Jennifer Hernandez, one of California’s top housing-development lawyers, believes that this condition will invite legislation in high-end suburbs, as well as litigation over issues such as tree removal. She expects the legislation to result in the subdivision of “long skinny lots” in areas where land costs are lower—notably historically black Compton and Inglewood, near Los Angeles. She worries about gentrification, though one might just as easily see that as a collateral benefit.

But another bill may do more to breach the regulatory dam holding back housing construction in California. Richard Bloom, a state assemblyman from Santa Monica, sponsored a law that has mainly received attention because it enables developers to strip old racial covenants and deed restrictions from real-estate titles. At first glance, this seems like a symbolic gesture, as Supreme Court rulings and the 1968 Fair Housing Law long ago superseded such restrictions. But the law quietly went further—potentially affecting shopping centers, strip malls, and business parks. These properties often have their own “community conditions and restrictions” meant to ensure that all subdivisions were used for similar purposes—in other words, no Airbnb rentals in an industrial park.

Bloom’s law opens a big exception, making it possible for these commercial properties to be converted to residential use, so long as the housing is “affordable.” It’s an unfortunate condition, requiring the state’s taxpayers to provide subsidies needed only because regulation has pushed up the cost of construction so much. Still, the change it facilitates could be more significant than a few duplexes here and there. Making it easy to set aside those deed restrictions could yield a wave of commercial conversions.

The Covid-19 pandemic, which ushered in the work-from-home revolution, may have also brought malls and business parks to the end of their usefulness. In a 2020 report, “Residential Redevelopment of Commercially Zoned Land in California,” UC Berkeley’s Turner Center for Housing Innovation notes the scale of opportunity involved: “California’s four largest metros—Los Angeles, San Francisco Bay Area, San Diego, and Sacramento—have an abundance of land zoned for commercial uses, and allowing residential development in these areas could introduce new housing in virtually every neighborhood.”

For the imaginative developer and planner, the full-scale conversion of commercial real estate suggests the possibility not only of affordable apartment buildings but also of homes, stores, and businesses—walkable communities of the sort buyers now crave. Not just new housing, but new neighborhoods; not a few homes, but many thousands.
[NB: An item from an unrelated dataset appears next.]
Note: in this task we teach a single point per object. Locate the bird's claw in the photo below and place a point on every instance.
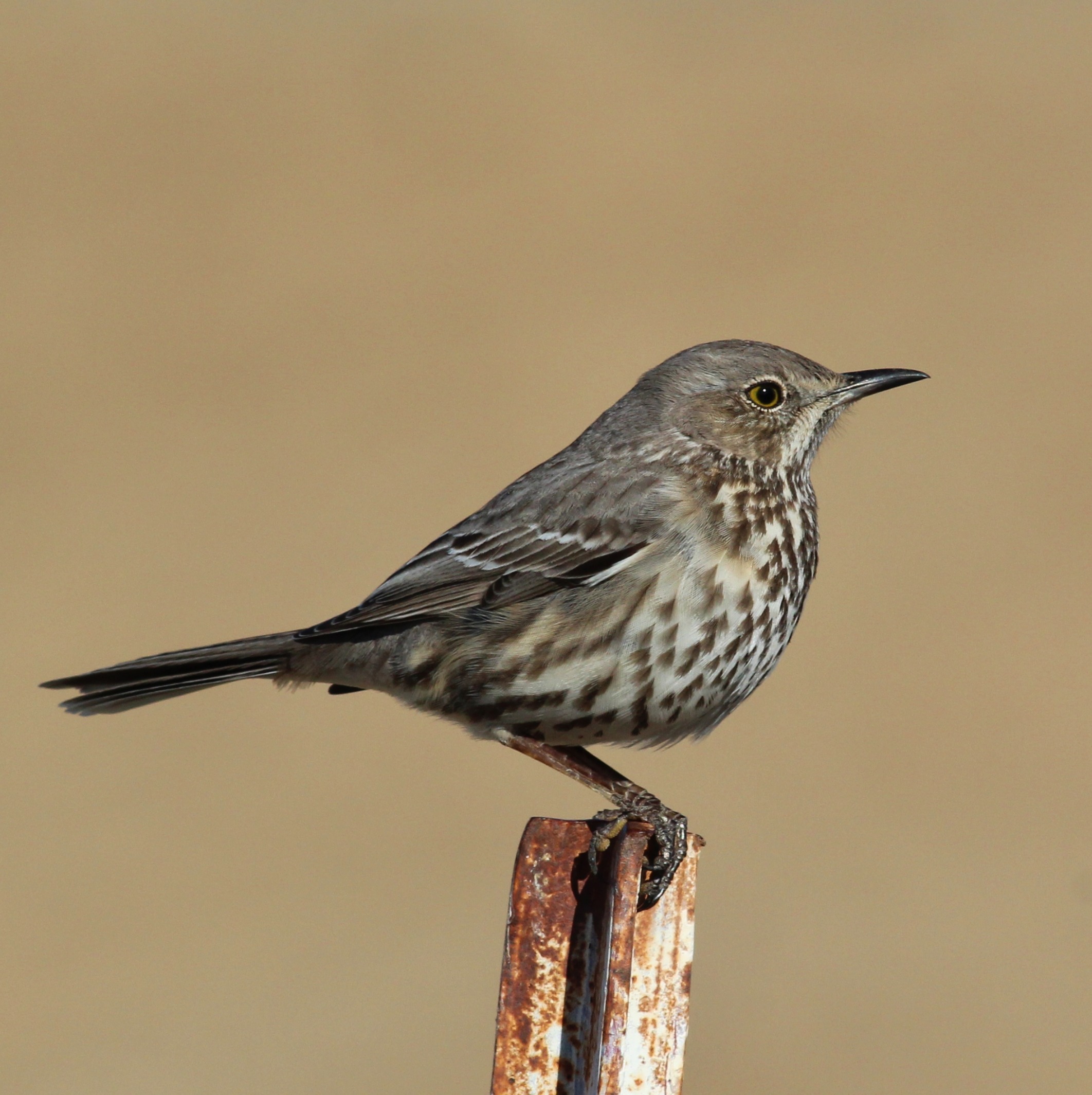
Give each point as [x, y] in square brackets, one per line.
[666, 851]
Add to that vision an Uberized transportation system in which fewer Californians will need to own cars to get to work—if they need to leave home for work at all. Indeed, state officials are already taking note of the reduced need for car ownership; the duplex bill requires only limited new parking space.

This mall-to-housing movement won’t happen overnight—and restrictions such as “100 percent affordability” aren’t helping bring it about, either. Even if the law allows the voiding of deed restrictions, local communities will still have to change zoning from commercial to residential or mixed-use. But resistance is less likely for new developments that aren’t next door to anyone.

Economist Herbert Stein famously observed that if something can’t go on forever, it will stop. Time will tell whether that truism applies to California’s housing shortage.